Zoom Chooses Oracle As Its Cloud Vendor. Skipping Amazon, Microsoft And Google

Zoom - Oracle

When the demand is high and increasing, tech companies must quickly find ways to scale up.

This is what Zoom is doing. As the video-conferencing software becomes the top video chat provider that sees huge surge of demands after many people are working from home due to the novel 'COVID-19' coronavirus, the company admitted that its infrastructure wasn't prepared the sudden surge.

For a long time, Zoom has long been a client of Amazon Web Services (AWS), while at the same time also handling a lot of capacity from its own data centers.

To help it scale, the company starts signing a cloud deal with Oracle.

The news came as a surprise, considering that both Google and Microsoft have showed signs of moving more aggressively into marketing their cloud offerings to Zoom.

Oracle on the other hand, has been touting its cloud infrastructure, but remains in the category of "somewhat niche players." This makes it rare to win big deal in the cloud market.

So it was kind of unexpected to see a press release from Oracle, saying that Zoom had chosen its cloud "for its advantages in performance, scalability, reliability and superior cloud security."

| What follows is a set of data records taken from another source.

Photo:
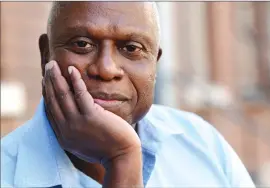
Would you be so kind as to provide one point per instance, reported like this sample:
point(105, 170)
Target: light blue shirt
point(179, 149)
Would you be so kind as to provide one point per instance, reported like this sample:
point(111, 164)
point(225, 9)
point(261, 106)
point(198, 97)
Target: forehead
point(112, 17)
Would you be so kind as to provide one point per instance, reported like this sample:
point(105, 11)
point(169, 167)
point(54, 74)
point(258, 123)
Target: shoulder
point(206, 138)
point(9, 152)
point(189, 123)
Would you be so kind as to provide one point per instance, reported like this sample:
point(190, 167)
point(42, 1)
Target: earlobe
point(44, 51)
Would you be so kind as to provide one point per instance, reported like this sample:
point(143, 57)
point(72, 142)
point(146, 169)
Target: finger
point(50, 101)
point(62, 92)
point(82, 96)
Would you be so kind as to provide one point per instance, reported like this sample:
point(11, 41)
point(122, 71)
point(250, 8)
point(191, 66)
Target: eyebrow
point(117, 33)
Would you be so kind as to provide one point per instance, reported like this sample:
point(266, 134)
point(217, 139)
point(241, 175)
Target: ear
point(44, 51)
point(159, 54)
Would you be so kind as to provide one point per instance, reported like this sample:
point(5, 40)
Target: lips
point(107, 100)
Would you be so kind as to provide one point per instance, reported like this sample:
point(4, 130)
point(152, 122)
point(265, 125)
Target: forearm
point(125, 171)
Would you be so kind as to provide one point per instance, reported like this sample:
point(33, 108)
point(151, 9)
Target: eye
point(82, 44)
point(132, 47)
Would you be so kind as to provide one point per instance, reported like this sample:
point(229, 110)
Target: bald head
point(148, 8)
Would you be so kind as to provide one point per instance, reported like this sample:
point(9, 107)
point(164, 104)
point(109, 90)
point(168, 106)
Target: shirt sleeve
point(233, 167)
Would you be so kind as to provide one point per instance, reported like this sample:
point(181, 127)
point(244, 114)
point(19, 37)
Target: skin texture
point(111, 51)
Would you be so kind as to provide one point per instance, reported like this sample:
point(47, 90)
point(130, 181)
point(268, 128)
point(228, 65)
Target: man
point(96, 125)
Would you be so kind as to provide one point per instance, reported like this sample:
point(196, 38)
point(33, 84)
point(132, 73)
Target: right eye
point(82, 45)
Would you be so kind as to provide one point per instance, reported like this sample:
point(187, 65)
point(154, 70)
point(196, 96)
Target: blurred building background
point(216, 63)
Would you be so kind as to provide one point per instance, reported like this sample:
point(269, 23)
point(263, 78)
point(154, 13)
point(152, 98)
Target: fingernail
point(49, 65)
point(70, 69)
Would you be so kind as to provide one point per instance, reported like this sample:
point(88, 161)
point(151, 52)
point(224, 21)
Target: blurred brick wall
point(21, 25)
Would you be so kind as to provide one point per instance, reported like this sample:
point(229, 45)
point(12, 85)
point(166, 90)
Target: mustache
point(109, 95)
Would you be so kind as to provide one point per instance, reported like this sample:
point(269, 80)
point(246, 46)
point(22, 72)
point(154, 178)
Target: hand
point(83, 127)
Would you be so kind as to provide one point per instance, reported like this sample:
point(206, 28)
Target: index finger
point(82, 96)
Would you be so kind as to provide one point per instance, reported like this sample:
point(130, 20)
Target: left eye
point(82, 44)
point(131, 48)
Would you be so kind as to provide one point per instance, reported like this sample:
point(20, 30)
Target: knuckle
point(79, 94)
point(62, 95)
point(50, 100)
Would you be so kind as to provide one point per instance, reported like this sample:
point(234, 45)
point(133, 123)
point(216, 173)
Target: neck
point(95, 171)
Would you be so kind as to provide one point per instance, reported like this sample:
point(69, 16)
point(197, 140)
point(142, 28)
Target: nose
point(105, 67)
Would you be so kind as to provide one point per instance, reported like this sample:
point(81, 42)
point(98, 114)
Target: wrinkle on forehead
point(149, 9)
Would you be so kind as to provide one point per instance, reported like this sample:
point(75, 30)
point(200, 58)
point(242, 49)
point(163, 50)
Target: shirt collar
point(41, 160)
point(156, 127)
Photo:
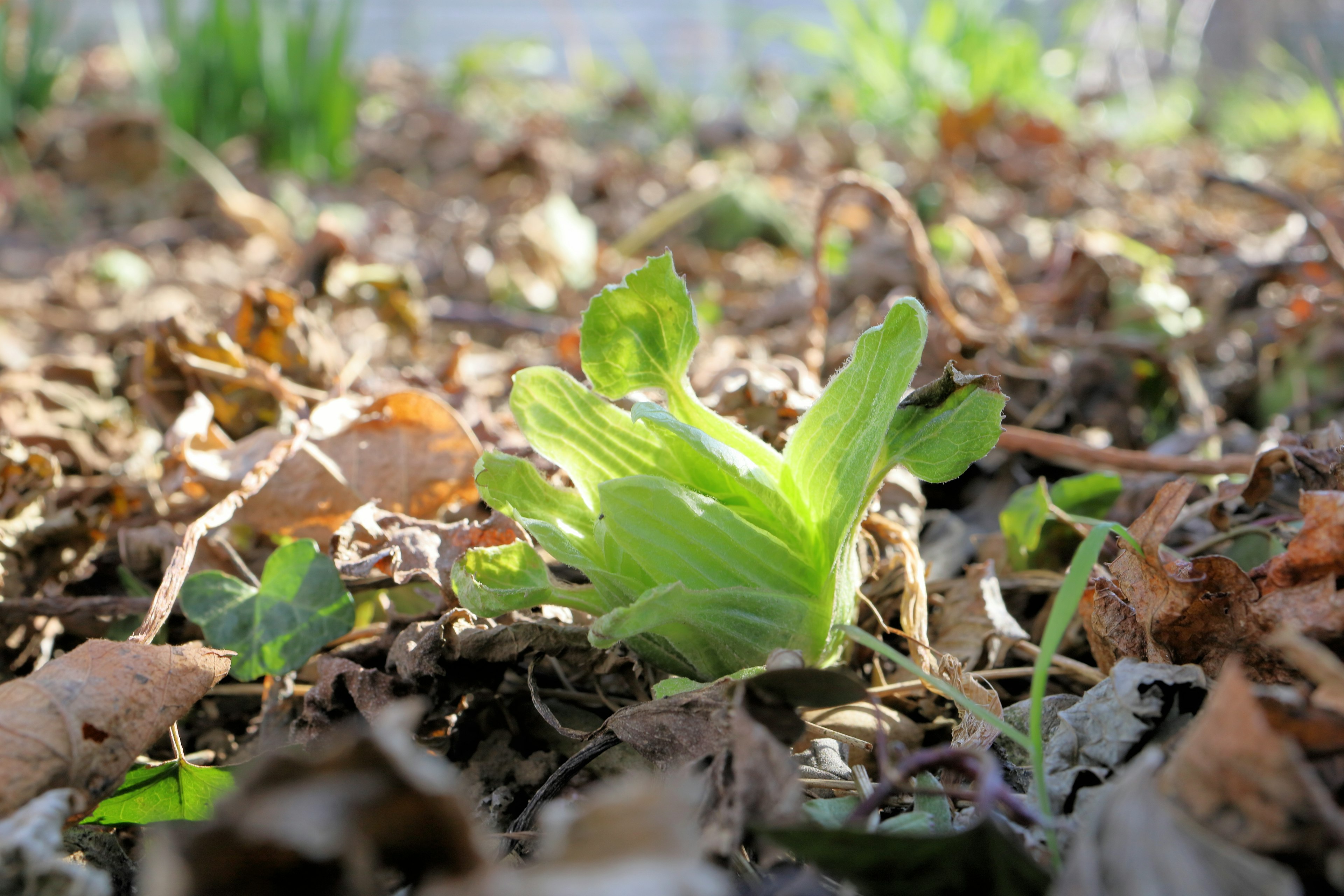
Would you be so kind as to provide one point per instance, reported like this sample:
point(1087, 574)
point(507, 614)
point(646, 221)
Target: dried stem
point(915, 600)
point(921, 253)
point(1074, 453)
point(216, 516)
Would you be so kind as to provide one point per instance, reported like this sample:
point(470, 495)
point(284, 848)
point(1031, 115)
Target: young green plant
point(704, 547)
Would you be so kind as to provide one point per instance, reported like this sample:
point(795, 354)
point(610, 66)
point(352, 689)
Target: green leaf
point(943, 428)
point(560, 520)
point(572, 426)
point(170, 792)
point(512, 577)
point(725, 475)
point(721, 630)
point(300, 606)
point(831, 458)
point(678, 535)
point(910, 824)
point(642, 335)
point(674, 686)
point(831, 813)
point(1033, 538)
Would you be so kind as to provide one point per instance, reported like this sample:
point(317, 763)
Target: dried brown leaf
point(1245, 781)
point(83, 719)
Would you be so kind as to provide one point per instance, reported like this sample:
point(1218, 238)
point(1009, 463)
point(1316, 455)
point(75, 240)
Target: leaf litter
point(511, 569)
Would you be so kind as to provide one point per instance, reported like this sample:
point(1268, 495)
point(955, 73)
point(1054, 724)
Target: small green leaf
point(909, 824)
point(560, 520)
point(936, 806)
point(572, 426)
point(171, 792)
point(831, 813)
point(514, 577)
point(678, 535)
point(831, 458)
point(1033, 537)
point(640, 334)
point(674, 686)
point(943, 428)
point(300, 606)
point(720, 632)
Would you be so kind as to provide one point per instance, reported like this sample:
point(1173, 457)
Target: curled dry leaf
point(377, 543)
point(33, 860)
point(83, 719)
point(1136, 705)
point(1208, 609)
point(972, 618)
point(409, 452)
point(1246, 780)
point(1135, 841)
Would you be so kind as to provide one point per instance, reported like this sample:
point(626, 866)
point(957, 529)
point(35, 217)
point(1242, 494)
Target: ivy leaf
point(170, 792)
point(275, 629)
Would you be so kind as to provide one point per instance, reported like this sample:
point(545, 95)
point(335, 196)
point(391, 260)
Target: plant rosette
point(706, 548)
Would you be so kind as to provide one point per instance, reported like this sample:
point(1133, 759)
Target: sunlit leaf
point(300, 606)
point(170, 792)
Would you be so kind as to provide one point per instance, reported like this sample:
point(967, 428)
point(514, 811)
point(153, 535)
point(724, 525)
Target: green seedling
point(705, 548)
point(277, 624)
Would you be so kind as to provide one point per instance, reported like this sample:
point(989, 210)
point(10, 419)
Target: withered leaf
point(1208, 609)
point(381, 543)
point(409, 452)
point(1135, 843)
point(83, 719)
point(1248, 782)
point(1093, 738)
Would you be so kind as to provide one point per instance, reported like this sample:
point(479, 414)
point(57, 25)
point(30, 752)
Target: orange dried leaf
point(83, 719)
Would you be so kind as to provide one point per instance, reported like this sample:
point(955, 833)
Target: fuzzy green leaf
point(300, 606)
point(1027, 516)
point(725, 475)
point(718, 630)
point(171, 792)
point(943, 428)
point(678, 535)
point(512, 577)
point(840, 440)
point(642, 335)
point(572, 426)
point(558, 519)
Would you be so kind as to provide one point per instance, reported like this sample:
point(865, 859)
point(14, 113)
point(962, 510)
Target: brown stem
point(216, 516)
point(921, 253)
point(1074, 453)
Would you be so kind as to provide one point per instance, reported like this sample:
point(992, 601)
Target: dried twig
point(557, 782)
point(915, 600)
point(921, 253)
point(1319, 224)
point(216, 516)
point(1077, 455)
point(1008, 306)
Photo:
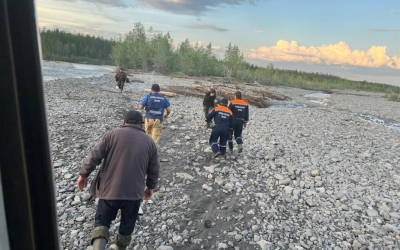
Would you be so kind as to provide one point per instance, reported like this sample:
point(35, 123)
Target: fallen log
point(165, 93)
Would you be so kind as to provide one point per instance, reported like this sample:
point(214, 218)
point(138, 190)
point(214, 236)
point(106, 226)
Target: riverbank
point(316, 176)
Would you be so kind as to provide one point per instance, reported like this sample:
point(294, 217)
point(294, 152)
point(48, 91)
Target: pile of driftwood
point(226, 91)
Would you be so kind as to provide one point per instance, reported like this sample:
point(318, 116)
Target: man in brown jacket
point(129, 155)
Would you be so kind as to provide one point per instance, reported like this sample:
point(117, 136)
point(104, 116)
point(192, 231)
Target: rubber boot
point(99, 237)
point(99, 244)
point(122, 241)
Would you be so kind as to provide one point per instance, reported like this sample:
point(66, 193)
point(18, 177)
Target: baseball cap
point(155, 87)
point(133, 117)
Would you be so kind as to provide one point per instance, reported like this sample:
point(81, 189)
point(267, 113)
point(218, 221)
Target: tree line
point(59, 45)
point(152, 51)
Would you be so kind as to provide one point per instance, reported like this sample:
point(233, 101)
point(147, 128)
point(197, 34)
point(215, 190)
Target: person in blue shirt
point(155, 103)
point(223, 120)
point(240, 110)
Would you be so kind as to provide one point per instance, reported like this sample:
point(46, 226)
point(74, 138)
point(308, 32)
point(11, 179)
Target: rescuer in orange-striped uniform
point(223, 120)
point(240, 110)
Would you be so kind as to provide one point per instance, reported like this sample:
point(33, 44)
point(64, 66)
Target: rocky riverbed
point(316, 176)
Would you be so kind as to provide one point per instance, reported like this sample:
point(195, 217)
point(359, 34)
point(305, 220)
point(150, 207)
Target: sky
point(358, 40)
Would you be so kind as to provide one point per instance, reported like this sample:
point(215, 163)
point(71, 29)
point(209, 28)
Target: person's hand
point(82, 183)
point(148, 193)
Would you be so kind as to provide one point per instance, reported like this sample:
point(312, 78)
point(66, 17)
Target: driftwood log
point(165, 93)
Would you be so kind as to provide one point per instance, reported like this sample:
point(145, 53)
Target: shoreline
point(309, 178)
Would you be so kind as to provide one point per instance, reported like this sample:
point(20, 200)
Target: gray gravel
point(309, 178)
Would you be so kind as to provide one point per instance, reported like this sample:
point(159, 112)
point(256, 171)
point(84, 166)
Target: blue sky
point(353, 39)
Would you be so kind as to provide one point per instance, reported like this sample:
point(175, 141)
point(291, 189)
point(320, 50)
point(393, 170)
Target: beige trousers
point(153, 127)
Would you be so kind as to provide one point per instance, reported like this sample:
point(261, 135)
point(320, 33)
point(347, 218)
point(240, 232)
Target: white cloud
point(335, 54)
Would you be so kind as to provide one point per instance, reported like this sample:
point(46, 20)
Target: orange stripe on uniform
point(239, 102)
point(224, 109)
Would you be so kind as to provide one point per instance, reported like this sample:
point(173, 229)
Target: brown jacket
point(129, 155)
point(121, 77)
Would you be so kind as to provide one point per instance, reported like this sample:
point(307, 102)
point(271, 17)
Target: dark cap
point(133, 117)
point(224, 101)
point(155, 87)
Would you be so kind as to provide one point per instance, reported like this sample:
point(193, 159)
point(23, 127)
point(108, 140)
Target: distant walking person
point(240, 110)
point(208, 104)
point(121, 78)
point(155, 104)
point(129, 162)
point(223, 121)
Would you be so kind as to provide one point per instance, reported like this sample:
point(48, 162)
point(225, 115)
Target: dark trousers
point(219, 132)
point(107, 211)
point(121, 84)
point(237, 132)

Oracle CEO Safra Catz said that:

"Video communications has become an essential part of our professional and personal lives, and Zoom has led this industry’s innovation. We are proud to work with Zoom, as both their cloud infrastructure provider and as a customer, while they grow and continue to connect businesses, people and governments around the world."

And according to Zoom CEO Eric S. Yuan:

“We recently experienced the most significant growth our business has ever seen, requiring massive increases in our service capacity. We explored multiple platforms, and Oracle Cloud Infrastructure was instrumental in helping us quickly scale our capacity and meet the needs of our new users."

"We chose Oracle Cloud Infrastructure because of its industry-leading security, outstanding performance, and unmatched level of support.”

During the coronavirus pandemic, Zoom was met with rapidly increasing demand for its services, including a sudden spike to 300 million daily meeting participants.

By deploying its services through Oracle, Zoom wants to be better in dealing with its newfound ubiquity.

Within hours of deployment, Oracle Cloud Infrastructure started supporting hundreds of thousands of concurrent Zoom meeting participants. And shortly after achieving full production, Zoom is enabling millions of simultaneous meeting participants on Oracle's cloud, transferring upwards of seven petabytes through Oracle Cloud Infrastructure servers every single day.

Zoom cloud

Zoom's popularity is still unmatched. But others in the competition aren't staying quiet to see the junior Zoom enjoy all of the attention.

Google, which is third in public cloud infrastructure market share in the U.S., behind Amazon and Microsoft, said that it has improved Google Meet, and is giving away the video chat product for free. Zoom shares dropped 6.5% after the announcement.

Google has also improved Google Duo by giving it some new features.

Facebook also challenges Zoom by launching Messenger Rooms, which is free to use, and allows up to 50 people join a single room and interact with each other, with no time limit.

Microsoft that started seeing Zoom as an "emerging threat", improved Teams by copying Zoom's popular feature, and by introducing some new ones.

Even the straightforward chat app WhatsApp has increased the limit for group calls from 4 to 8.

While Zoom is singularly focused on video, Google, Facebook and Microsoft are massive tech companies sitting on a much larger resources and with the to lose money in certain areas.

But because all of them don't see video as a priority of their business, Zoom would rather not fund its rivals' cloud businesses (Google, Microsoft). This is one of the reasons why Zoom chooses Oracle.

According to a webinar, Zoom CEO Eric Yuan said that Oracle, which has been "a great customer," wanted to offer additional support on top of what Zoom was getting from AWS. After testing Oracle's service and "it worked so well," Zoom added the Oracle's servers to its arsenal.